First, when posting on a forum, give yourself the best chance possible to get a tested, coded answer and avoid a ton of "clarification" questions. Post the code to create a test table along with the needed goodies and populate it with readily consumable data. Here's one way...

--===== Include any settings that support the data being entered
     -- and settings that aren't universal.
    SET DATEFORMAT DMY
;
--===== If it exists, drop the test table to make reruns easier.
     IF OBJECT_ID('tempdb..#TestTable') IS NOT NULL
        DROP TABLE #TestTable
;
--===== Create the test table being sure to identify things like
     -- the Primary Key and any Alternate Keys, etc. This provides
     -- those trying to help you a huge amount of information
     -- without you having to say a word.
 CREATE TABLE #TestTable
        (
         RecNo      INT         NOT NULL
        ,MapID      INT         NOT NULL
        ,ChnID      SMALLINT    NOT NULL
        ,[Date]     DATETIME    NOT NULL
        ,Reading    INT         NOT NULL
        ,PRIMARY KEY NONCLUSTERED (RecNo)      --You might have this as CLUSTERED, but shouldn't be 
        ,UNIQUE CLUSTERED ([Date],MapID,ChnID) --Sorted by DATE so almost no page splits.
        )
;
--===== Populate the test table with sample data.
 INSERT INTO #TestTable
        (Recno,Mapid,Chnid,Date,reading)
 SELECT 1,1,1,'23/2/11 00:12:00',2369 UNION ALL
 SELECT 2,1,2,'23/2/11 00:12:00',2987 UNION ALL
 SELECT 3,1,1,'23/2/11 00:12:30',2569 UNION ALL
 SELECT 4,2,1,'24/2/11 00:12:00',2369 UNION ALL
 SELECT 5,2,2,'23/2/11 00:12:00',2987
;

Then, we can play to see which solution might be the best for you.
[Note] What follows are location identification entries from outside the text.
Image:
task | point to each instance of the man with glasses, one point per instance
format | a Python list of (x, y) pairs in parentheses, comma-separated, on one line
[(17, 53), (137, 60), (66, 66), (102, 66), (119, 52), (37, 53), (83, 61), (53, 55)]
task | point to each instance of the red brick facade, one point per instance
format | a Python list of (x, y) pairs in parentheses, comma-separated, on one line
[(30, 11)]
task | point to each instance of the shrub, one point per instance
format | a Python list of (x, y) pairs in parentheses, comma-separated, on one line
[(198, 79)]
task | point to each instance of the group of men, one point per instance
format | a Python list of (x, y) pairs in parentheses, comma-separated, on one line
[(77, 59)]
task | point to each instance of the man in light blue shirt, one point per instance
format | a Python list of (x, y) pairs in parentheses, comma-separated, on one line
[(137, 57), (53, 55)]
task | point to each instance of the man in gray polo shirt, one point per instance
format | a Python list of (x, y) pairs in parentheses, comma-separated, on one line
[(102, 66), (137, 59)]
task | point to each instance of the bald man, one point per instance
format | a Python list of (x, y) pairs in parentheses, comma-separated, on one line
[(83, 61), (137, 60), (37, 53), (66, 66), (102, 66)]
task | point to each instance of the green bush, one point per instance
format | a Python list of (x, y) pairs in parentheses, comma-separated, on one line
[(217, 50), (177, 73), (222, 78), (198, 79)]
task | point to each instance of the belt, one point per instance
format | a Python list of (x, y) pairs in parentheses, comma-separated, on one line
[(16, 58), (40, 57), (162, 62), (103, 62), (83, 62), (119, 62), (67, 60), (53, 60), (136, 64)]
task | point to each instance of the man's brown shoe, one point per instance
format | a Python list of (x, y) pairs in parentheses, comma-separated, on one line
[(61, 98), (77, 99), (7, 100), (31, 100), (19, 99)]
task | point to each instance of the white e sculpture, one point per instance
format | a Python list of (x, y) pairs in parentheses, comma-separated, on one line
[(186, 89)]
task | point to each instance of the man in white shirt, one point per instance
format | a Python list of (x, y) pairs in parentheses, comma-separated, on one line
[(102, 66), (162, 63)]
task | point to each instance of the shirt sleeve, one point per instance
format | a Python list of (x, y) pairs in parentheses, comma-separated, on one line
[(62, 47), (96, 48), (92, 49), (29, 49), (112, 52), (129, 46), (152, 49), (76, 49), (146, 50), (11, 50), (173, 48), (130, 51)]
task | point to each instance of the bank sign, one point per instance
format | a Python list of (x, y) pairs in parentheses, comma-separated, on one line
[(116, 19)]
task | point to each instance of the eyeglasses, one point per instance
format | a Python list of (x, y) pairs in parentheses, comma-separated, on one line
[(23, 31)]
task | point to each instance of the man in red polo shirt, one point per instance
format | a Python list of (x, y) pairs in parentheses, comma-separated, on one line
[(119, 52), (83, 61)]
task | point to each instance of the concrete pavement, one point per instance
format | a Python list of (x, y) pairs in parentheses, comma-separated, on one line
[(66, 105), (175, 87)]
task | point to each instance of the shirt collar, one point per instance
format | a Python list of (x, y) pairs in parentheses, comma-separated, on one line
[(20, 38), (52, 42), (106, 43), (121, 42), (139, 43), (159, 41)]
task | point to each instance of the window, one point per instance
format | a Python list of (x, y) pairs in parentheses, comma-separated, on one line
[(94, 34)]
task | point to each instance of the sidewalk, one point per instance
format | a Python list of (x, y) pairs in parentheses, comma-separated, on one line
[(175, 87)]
--===== Create the desired output using character-
     -- based aggregated in a high performance CROSSTAB.
     -- This does the requested pivot for MapID 1.
     -- It comes with an unwanted message.
 SELECT  [Date]
        ,Channel1 = MAX(CASE WHEN ChnID = 1 THEN Reading END)
        ,Channel2 = MAX(CASE WHEN ChnID = 2 THEN Reading END)
   FROM #TestTable
  WHERE MapID = 1
  GROUP BY [DATE]
  ORDER BY [Date]
;

--===== This does the same thing but without the unwanted message.
    SET ANSI_WARNINGS OFF
;
 SELECT  [Date]
        ,Channel1 = MAX(CASE WHEN ChnID = 1 THEN Reading END)
        ,Channel2 = MAX(CASE WHEN ChnID = 2 THEN Reading END)
   FROM #TestTable
  WHERE MapID = 1
  GROUP BY MapID, [DATE]
  ORDER BY [Date]
;

--===== This does the same thing but for every MapID in the table.
    SET ANSI_WARNINGS OFF
;
 SELECT  [Date]
        ,MapID
        ,Channel1 = MAX(CASE WHEN ChnID = 1 THEN Reading END)
        ,Channel2 = MAX(CASE WHEN ChnID = 2 THEN Reading END)
   FROM #TestTable
  GROUP BY [DATE],MapID
  ORDER BY [DATE],MapID
;
/********************************************************************
 Notice in all 3 cases that no SORT occurred in the  Execution Plan 
 because of the index created by the  Unique Clustered constraint.
********************************************************************/
1 Like

Sorry I made a mistake in one of the numbers - corrected now

devAdvcte

When I try your query, I get multiple dates the same in the date column. If both channels have a reading taken at 12:45:00 I need it displayed 12:45:00 Chn1rrdg Chn2rdg
Thanks

JeffModen Thanks, that's great - I can work with that. Would you be able to recommend a way without fixing the channelid's - there could be as many as 50 channels

If what you meant by "fixing" is "hard coding", the answer is yes. Use a "Dynamic CrossTab". Please see the following article for how easy that can be.
http://www.sqlservercentral.com/articles/Crosstab/65048/

1 Like

JeffModen you have been very helpful - I am quite new to SQL and a struggling with the Dynamic Cross Tab - could you advise further. You are right I meant I don't want the number of Channelids in MappingID 1 hard coded or the channelids themselves hardcoded.

The article I published for dynamic SQL is laid out in step-by-step cookbook fashion. Please give it a try. Trying things on your own is the only way you'll ever learn.